A long time ago, there was a town surrounding a castle that was surrounded by a moat and high walls. The lord mayor of the town lived in the castle. A few thousand people lived in the town that was ruled by that local lord mayor who was appointed by the king of the country.
The main income of the town was generated by fifty or so highly skilled craftsmen who worked in wood, silver, gold and leather. The rest of the people in the town were small farmers, herders or aids to the craftsmen. Some of the helpers were actually apprentices learning a craft, but many were not. The apprentices would spend some years with the expert craftsmen and then either set up their own shop or move to another near-by town to do so.
The craftsmen were the leaders of the town. They planned the town’s business and generated the wealth that allowed the town to flourish and the lord mayor to remain in place. As long as the craftsmen were content, creating new wares, and generating wealth, the lord mayor was secure and the king who appointed him made no changes. In those days kings mostly wanted quiet plus the tax revenue collected from the craftsmen.
The town was known far and wide for its crafts which were sold to traveling salesmen who then went to the next town to ply their wares. Many people from other towns flocked to the craftsmen whose work was of the highest quality. Thus, was commerce many years ago.
One day the lord mayor of the town had an idea. Everyone in the town would now have equal say in the administration of the town’s business. Everyone would be treated the same. The craftsmen would not be the leaders. The intention of the lord mayor was to promote tranquility and keep the king happy, but it was the excellence of the craftsmen-leaders that allowed the town to thrive and the king to stay out of the town’s business. By reducing the influence of the craftsmen, the lord mayor also reduced the economic and political power of the town in the kingdom.

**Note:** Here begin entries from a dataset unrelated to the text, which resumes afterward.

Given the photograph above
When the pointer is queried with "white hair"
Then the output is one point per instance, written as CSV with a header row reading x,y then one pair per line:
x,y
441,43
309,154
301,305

The craftsmen did not take kindly to the lord’s new idea. Furthermore, the farmers and herdsmen and apprentices whose stature seemed to be elevated were incapable of generating the wealth that the craftsmen had traditionally been depended upon to do and they had neither the wisdom nor the judgment of the craftsmen. Soon, the quality of the crafts degenerated as the morale of the craftsmen sunk. Apprentices no longer flocked to the craftsmen to learn the trade and the traveling salesmen found the town no longer an essential stop on their circuit. No people from other towns came to buy the crafts.
What is the lesson of the parable?
Often, in relatively small centers of excellence, there is an even smaller cohort of people upon whom the welfare of the entire enterprise is based. Reducing the influence of the most capable is not a formula for success, nor a pathway to greatness.
In human endeavors, there are the leaders and then there are the others. Often, it is the leaders upon whom the entirety of the welfare of the whole is based. Reducing the influence of the most capable does not create equality. It creates mediocrity.